Bioinformatics
Jannotatix
 

How to write a configuration file for Jannotatix

subtitle

Title abbrev

This text describes step-by-step how to include a new algorithm into Jannotatix. We will write an .alg-file for Jannotatix. The example uses a local binary executable, pratt. We think that it is easier to follow an example than to read a formal syntax for the file format.

General layout of Algorithm Description Files (alg)

Note

We will assume in the following that you already have some notion of XML-terminology. If you don't, then it might be helpful to have a quick look on any of the XML-tutorials on the web, like this one.

Algorithm Description Files (alg) are simple XML-Files that consist of five parts:

  • A header, which states name and category of the algorithm. It is used to build menus and when tagging features that originate from this algorithm.

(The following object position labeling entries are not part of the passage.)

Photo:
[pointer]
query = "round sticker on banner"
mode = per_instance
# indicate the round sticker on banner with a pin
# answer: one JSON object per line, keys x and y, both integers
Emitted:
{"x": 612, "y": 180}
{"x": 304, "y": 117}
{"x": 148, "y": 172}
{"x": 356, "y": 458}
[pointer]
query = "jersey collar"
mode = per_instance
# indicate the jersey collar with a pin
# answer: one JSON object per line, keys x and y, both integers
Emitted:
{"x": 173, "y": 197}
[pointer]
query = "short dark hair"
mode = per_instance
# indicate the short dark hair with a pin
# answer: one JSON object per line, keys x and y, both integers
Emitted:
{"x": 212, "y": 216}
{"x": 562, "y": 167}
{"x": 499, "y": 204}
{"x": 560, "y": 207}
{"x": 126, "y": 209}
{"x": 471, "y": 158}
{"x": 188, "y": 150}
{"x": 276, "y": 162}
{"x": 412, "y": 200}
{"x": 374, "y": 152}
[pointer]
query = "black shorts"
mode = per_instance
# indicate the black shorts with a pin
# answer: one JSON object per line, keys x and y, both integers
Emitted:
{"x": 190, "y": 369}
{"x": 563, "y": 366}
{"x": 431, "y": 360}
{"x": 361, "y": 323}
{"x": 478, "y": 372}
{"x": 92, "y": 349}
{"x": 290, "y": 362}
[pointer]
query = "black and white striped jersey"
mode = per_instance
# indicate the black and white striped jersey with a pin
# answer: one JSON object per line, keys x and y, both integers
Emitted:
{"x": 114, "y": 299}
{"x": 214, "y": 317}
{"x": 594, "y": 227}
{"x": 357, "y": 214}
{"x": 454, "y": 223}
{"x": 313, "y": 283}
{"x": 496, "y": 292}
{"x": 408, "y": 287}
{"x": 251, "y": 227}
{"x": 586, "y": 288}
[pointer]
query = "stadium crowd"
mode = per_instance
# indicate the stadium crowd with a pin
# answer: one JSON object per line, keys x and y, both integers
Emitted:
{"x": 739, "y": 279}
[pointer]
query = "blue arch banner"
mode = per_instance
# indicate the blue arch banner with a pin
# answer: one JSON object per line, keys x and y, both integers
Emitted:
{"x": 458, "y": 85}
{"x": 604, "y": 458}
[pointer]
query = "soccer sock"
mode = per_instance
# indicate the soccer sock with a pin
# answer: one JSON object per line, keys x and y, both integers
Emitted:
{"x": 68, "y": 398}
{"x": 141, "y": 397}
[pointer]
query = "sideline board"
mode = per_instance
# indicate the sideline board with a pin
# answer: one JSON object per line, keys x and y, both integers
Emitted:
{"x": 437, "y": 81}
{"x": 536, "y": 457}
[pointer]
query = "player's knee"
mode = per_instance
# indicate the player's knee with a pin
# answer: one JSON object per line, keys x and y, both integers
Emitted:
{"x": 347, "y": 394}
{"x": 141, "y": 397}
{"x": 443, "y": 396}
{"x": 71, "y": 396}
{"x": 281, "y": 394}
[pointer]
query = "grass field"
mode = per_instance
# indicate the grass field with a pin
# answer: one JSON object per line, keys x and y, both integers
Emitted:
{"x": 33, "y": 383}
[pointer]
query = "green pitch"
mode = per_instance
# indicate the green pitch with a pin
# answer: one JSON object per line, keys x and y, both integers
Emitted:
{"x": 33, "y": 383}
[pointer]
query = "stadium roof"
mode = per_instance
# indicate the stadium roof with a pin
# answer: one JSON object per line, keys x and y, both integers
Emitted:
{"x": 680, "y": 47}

  • General information about the algorithm, like the author's name, the article that describes it, its website, etc. This information is just displayed to the user to give him some background about the algorithm. It is optional, this part of the XML-file can be completely left out.

  • How to invoke the algorithm. Currently, this can be either a local binary executable file or a website that accepts http-post-requests and returns some result.

  • A list of all parameters that the algorithm accepts, their type (number, text,...), description and help (In the future, it will include combinations of parameters that are not allowed). From this part, dialogues are built that are shown to the user who then can choose the parameters or can request additional information.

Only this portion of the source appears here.